Exploring the Unbeaten Path — A Bamboo Gravel Lugged Build Kitted Up and Ready
This bike is not hanging around.
Look at the setup: Pirelli gravel tyres on Hunt wheels, a grey waxed-canvas frame bag strapped tight across the top tube, two pink water bottles in the cage, and flared drop bars wrapped in multicoloured bar tape. Hydraulic disc brakes. This is a bike you pack the night before and leave at 4am.
The frame itself is BBC's Gravel Lugged build — bamboo main tubes flowing into black CNC-machined aluminium junctions at the head tube, bottom bracket, and seat cluster. It's a genuinely handsome combination: warm golden bamboo against the precision of black metal lugs. Functional and good-looking in equal measure.
The quote says it all: "Exploring the unbeaten path with my Bamboo Gravel lugged frame." That's the whole point of this build category. You're not building a race bike. You're building a go-anywhere, do-anything machine that happens to look unlike anything else at the bike park or the trailhead.

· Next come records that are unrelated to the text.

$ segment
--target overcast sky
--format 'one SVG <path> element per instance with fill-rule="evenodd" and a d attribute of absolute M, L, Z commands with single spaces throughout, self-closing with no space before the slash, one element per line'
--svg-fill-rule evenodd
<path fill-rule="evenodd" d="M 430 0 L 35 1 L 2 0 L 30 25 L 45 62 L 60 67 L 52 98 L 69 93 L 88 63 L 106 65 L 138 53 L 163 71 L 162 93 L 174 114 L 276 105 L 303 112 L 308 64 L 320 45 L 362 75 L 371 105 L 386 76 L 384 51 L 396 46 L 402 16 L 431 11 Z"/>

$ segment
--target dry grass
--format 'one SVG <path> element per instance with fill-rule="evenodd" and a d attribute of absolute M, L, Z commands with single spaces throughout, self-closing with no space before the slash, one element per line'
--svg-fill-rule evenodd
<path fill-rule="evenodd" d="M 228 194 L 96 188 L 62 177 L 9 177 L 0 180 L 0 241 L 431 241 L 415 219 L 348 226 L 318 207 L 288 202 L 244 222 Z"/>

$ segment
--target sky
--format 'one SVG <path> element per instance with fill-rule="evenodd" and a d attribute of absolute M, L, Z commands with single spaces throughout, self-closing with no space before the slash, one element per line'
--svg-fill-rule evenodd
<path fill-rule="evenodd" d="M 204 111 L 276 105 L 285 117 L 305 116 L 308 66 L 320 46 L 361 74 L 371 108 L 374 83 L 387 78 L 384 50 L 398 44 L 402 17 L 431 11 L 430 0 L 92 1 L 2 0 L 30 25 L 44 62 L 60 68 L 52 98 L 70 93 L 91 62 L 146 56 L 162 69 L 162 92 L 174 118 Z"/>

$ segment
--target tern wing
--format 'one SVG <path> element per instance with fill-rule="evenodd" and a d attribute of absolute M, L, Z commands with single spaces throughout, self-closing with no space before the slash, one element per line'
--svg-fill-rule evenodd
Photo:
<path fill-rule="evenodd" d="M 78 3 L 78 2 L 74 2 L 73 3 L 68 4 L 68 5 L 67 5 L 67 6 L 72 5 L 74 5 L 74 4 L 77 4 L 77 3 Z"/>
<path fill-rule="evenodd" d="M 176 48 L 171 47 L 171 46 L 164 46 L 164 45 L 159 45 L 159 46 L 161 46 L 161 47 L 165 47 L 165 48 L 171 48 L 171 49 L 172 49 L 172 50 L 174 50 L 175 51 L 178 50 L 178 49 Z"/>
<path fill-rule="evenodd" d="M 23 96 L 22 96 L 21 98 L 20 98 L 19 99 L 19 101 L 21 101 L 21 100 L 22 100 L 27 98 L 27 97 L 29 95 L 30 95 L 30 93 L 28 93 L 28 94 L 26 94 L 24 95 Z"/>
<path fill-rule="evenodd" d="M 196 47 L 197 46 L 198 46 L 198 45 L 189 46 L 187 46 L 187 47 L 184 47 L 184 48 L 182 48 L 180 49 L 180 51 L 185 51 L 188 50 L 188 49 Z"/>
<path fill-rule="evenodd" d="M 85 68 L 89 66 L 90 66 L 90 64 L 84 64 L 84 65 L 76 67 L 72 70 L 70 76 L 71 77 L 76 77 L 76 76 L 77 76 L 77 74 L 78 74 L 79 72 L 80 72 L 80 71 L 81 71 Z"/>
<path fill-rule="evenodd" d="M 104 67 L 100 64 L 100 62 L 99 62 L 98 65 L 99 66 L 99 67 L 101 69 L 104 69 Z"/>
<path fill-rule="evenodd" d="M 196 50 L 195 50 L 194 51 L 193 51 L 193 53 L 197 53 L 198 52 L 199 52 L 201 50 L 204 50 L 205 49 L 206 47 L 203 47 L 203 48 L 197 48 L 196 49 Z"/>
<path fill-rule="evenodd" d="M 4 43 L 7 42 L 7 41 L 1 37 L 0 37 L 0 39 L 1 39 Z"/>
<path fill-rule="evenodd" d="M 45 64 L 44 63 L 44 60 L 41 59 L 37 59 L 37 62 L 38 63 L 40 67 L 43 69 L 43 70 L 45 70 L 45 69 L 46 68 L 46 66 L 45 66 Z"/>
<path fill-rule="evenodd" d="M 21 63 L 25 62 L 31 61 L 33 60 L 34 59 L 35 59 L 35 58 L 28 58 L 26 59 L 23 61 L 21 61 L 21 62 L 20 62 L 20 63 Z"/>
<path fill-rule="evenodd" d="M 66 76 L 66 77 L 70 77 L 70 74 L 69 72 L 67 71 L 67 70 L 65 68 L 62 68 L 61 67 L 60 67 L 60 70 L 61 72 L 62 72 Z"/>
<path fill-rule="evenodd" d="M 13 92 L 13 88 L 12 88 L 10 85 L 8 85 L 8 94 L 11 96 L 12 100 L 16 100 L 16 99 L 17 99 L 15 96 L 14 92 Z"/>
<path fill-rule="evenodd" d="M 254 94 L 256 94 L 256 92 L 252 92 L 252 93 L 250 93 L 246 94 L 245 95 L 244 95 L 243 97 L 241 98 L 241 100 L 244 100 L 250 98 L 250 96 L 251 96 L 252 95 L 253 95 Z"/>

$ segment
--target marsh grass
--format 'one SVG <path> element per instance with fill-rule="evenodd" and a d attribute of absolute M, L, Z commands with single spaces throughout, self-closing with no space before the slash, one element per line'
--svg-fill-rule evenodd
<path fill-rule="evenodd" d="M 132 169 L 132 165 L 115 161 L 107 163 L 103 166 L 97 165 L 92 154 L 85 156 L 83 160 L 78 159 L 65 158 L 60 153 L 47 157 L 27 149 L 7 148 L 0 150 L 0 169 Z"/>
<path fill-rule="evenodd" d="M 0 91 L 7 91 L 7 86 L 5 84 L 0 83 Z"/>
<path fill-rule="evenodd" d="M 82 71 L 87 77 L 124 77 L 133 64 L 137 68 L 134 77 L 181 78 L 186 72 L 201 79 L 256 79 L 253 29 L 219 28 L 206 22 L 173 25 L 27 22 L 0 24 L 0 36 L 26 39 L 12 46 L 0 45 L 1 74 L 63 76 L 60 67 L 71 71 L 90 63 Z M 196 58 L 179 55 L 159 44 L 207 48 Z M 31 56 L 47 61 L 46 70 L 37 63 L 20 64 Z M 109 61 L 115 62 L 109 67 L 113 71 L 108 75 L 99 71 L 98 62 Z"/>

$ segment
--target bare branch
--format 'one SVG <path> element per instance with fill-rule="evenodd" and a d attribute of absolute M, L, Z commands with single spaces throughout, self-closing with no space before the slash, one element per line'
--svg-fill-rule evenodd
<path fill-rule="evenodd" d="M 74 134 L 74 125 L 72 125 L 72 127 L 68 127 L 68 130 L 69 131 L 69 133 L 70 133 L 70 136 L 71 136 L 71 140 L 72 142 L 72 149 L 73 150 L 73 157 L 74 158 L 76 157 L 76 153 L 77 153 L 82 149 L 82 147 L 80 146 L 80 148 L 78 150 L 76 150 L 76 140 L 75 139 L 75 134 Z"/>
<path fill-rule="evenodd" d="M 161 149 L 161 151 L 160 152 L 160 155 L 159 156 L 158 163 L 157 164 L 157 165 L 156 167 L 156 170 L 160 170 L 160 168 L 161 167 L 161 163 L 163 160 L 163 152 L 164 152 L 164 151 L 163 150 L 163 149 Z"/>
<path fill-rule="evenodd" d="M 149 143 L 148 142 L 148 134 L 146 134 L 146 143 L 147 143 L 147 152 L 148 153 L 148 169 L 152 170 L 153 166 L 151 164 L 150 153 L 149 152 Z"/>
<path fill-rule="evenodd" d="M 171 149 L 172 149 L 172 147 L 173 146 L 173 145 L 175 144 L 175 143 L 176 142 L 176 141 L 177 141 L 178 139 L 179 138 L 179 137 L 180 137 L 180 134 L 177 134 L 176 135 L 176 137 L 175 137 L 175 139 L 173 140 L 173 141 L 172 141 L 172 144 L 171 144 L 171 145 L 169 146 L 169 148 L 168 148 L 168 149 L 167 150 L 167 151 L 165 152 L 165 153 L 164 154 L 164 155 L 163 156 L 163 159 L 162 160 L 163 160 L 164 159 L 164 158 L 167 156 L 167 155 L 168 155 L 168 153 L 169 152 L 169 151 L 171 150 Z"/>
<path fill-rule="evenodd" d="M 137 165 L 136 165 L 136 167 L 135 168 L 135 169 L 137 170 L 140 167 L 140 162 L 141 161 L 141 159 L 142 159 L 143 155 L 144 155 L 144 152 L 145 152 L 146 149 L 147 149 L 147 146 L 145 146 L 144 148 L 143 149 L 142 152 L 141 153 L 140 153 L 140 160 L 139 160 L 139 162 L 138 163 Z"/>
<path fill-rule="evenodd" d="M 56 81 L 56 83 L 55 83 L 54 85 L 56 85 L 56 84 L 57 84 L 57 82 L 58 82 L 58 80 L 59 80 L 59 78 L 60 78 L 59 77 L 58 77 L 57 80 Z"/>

What strikes you about this photo — the bike leaning against that deep red wall — is how thoroughly kitted out it is. This isn't a build waiting for a first ride. Someone has already ridden this plenty. The drivetrain has that used-but-looked-after quality. The frame bag is positioned for proper ergonomics, not just for the shot.
Bamboo absorbs vibration better than most materials. On gravel — chunky sections, loose stone, the occasional rooted forest track — that matters. The frame does some of the work the tyres can't, damping out the high-frequency buzz that wears you down on long days in the saddle.
Multi-day bikepacking is where this build makes most sense. Load it up, point it somewhere interesting, and see how far you get before you have to sleep.
The answer, judging by this, is a long way.